Smoking amphetamines refers to vaporizing it to inhale the resulting fumes, not burning it to inhale the resulting smoke. It is commonly smoked in glass pipes made from glassblown Pyrex tubes and light bulbs. It can also be smoked off aluminium foil, which is heated underneath by a flame. This method is also known as “chasing the white dragon” (whereas smoking heroin is known as “chasing the dragon”). There is little evidence that methamphetamine inhalation results in greater toxicity than any other route of administration. Lung damage has been reported with long-term use, but manifests in forms independent of route (pulmonary hypertension (PH)), or limited to injection users (pulmonary embolism (PE)).
Another popular route of administration to intake methamphetamine is insufflation (snorting).

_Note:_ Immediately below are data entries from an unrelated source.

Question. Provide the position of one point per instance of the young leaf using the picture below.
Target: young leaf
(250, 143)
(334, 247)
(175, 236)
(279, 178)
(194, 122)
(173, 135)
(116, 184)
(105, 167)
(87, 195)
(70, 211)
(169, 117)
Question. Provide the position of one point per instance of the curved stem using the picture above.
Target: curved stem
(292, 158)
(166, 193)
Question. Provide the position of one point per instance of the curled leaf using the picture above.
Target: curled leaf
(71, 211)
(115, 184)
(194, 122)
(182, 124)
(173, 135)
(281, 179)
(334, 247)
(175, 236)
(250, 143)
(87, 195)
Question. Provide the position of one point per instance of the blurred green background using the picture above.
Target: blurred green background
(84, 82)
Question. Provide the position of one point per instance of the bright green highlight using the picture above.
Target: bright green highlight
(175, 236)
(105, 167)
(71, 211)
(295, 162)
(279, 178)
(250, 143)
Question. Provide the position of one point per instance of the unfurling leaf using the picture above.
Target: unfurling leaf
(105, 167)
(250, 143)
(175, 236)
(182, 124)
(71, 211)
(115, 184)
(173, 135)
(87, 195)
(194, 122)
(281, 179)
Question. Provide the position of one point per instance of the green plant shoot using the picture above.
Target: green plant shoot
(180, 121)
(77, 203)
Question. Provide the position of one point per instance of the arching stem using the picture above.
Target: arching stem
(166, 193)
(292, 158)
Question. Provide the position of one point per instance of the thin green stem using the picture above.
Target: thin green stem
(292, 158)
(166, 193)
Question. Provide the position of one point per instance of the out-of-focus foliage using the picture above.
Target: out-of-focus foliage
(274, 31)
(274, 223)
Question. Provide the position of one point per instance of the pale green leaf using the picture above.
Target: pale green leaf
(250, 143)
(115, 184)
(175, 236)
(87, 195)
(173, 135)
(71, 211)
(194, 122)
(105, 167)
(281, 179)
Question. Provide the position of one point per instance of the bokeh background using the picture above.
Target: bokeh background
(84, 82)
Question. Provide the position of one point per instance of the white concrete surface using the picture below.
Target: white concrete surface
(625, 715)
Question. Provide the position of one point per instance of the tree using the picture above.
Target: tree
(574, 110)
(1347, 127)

This method allows methamphetamine to be absorbed through the soft tissue of the mucous membrane in the sinus cavity, and then directly into the bloodstream, bypassing first-pass metabolism.
Suppository (anal or vaginal insertion) is a less popular method of administration used in the community with comparatively little research into its effects. Information on its use is largely anecdotal with reports of increased sexual pleasure and the effects of the drug lasting longer, though as methamphetamine is centrally active in the brain, these effects are likely experienced through the higher bioavailability of the drug in the bloodstream (second to injection) and the faster onset of action (than insufflation). Nicknames for the route of administration within some methamphetamine communities include a “butt rocket”, a “booty bump”, “potato thumping”, “turkey basting”, “plugging”, “boofing”, “suitcasing”, “hooping”, “keistering”, “shafting”, “bumming”, and “shelving” (vaginal).